We are start loading the largest tables (SAP ECC Tables ). We estimate that it may take 5-7 days to finish these tables.(e.g. MSEG, KONV ). But there is a tricky situation, SAP ECC only retains 3 days logs (72 hours). I need your advice --- By using fullload+CDC task will we lose some delta data ---- because of the log retention time less than the loading duration ? Speak in a simple way, A Task( Full Load + CDC) be affected by source system log retention time or not ?
CDC for a table is started BEFORE the actual fullload for a table is started to be sure to catch any change during the load. You can, and really should, see this in he logs you made while testing this.
As such the source DB log retention is irrelevant for a fullload+cdc.

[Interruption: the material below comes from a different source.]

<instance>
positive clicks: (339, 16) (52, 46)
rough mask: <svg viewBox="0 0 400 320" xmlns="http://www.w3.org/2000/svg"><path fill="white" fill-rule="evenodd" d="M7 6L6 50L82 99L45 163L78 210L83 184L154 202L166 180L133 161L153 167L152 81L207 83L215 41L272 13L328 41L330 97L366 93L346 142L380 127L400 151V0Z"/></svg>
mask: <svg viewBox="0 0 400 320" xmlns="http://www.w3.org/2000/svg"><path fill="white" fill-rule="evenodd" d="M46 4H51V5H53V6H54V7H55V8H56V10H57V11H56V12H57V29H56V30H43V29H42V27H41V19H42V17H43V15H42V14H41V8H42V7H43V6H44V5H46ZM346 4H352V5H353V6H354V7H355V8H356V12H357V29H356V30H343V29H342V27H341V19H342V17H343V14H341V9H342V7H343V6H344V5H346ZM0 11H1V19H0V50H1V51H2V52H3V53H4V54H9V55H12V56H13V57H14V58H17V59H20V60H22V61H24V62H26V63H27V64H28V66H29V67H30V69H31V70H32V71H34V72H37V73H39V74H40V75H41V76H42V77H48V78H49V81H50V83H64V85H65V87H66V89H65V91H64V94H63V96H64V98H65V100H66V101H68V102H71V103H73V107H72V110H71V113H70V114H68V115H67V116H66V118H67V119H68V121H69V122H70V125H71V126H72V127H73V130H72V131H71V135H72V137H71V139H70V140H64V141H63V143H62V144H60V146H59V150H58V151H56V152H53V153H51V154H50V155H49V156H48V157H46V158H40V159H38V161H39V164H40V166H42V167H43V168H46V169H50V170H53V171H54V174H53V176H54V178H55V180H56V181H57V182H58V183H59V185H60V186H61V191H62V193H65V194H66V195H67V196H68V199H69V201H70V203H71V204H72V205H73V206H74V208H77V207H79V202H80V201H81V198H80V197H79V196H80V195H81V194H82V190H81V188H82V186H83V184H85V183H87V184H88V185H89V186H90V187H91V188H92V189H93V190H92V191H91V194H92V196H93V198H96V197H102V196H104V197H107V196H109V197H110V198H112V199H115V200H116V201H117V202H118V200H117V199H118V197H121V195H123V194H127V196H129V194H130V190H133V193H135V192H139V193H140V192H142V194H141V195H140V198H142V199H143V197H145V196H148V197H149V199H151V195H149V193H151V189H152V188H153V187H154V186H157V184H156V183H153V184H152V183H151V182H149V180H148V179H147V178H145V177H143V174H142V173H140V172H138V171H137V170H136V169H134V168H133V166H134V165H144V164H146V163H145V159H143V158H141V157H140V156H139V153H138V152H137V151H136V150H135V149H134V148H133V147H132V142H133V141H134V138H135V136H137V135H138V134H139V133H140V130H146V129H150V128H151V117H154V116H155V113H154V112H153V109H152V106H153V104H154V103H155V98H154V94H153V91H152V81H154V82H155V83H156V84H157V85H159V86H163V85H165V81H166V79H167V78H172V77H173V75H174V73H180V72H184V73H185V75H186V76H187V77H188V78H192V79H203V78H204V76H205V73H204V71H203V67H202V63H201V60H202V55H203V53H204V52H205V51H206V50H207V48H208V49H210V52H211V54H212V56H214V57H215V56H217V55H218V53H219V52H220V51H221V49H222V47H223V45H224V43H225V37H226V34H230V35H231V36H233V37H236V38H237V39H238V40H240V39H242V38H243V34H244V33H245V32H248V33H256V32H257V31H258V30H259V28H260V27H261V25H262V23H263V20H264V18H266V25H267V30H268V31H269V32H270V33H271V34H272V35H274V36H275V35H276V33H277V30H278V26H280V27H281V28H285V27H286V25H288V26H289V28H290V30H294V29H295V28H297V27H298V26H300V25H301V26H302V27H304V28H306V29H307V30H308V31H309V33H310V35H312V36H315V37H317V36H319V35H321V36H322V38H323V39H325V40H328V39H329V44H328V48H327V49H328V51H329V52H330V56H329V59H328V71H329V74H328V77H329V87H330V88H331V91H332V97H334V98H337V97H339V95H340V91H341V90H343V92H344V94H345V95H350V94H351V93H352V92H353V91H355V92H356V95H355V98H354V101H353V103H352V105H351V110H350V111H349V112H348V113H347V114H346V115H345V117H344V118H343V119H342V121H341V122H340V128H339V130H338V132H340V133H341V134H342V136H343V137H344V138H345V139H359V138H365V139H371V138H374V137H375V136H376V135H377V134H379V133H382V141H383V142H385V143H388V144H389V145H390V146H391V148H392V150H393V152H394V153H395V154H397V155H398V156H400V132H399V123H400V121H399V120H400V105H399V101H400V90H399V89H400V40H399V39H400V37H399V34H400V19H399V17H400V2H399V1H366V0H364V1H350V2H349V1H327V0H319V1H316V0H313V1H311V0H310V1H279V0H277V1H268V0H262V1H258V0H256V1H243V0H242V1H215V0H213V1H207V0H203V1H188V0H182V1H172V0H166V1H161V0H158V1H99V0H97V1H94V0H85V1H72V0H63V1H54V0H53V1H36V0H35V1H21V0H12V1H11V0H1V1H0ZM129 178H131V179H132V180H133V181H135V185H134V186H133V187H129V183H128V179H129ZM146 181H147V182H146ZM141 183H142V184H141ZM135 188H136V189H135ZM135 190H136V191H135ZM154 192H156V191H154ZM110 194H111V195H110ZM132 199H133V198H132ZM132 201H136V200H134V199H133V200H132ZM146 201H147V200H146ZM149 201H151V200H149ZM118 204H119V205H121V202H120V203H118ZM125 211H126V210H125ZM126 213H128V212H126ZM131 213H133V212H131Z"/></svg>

If for other reasons you envision to ever need to start by timestamp earlier then the source DB retention then you could consider using a LOGSTREAM task where Replicate reads the transaction log and stores it in its own format on its own storage with its own user chosen retention. A minor catch in this is that you must have selected all tables early enough.
Are you sure you have to accept a 3+ day fullload? Can that not be tuned and improved? Any option for more parallelism/partitioning? More load streams? Appropriate priorities on tables such that the last table to be started (alphabetically) is not the longest one to load? The slowest table to load should ideally be made the first one to start loading.
HTH,
Hein
Hello Hein,
Thank you for your timely reply. I assume there is no data in the incremental process during full load.
But I saw your comments there will be irrelevant of the source log to the full load + CDC. But where and when exactly is the incremental data updated to the target system during full load?
Take Table VBAP as an example:
When the full load is done, the third line data amount is 300, But after the 3rd line completed full load , the whole full load is not done yet, and then the 3rd line increased into 1500, so when will the change of 1500 be reflect ?
Specific e.g. in Qlik Replicate ---Below 5 tables in the red box are executing a full load, and there is no data in the change processing until the full load is completed and then incremental data comes in.
Please correct me if i misunderstand.
If you look at Monitor - FullLoad - Click on 'Loading' elevator bar. There is a column 'Cached Changed'.
Those are the changes done on source while the table was loading and they will be applied immediatly after the fullload for that table is done. Immediately after that the table is 'live' and updates may be seen in the Monitor - Change Processing page. I often like to sort that by descending last change date&time.
Trust but verify - study the REPTASK_xxx.log! First with default information loging level, and "PERFORMANCE' set to trace typically. Once you understand most of that, switch on 'trace' level logging for LOAD and UNLOAD for a few minutes and study that. After that's back to informational try SOURCE_CAPTURE for a few seconds - to trace.
Enjoy.
Hein.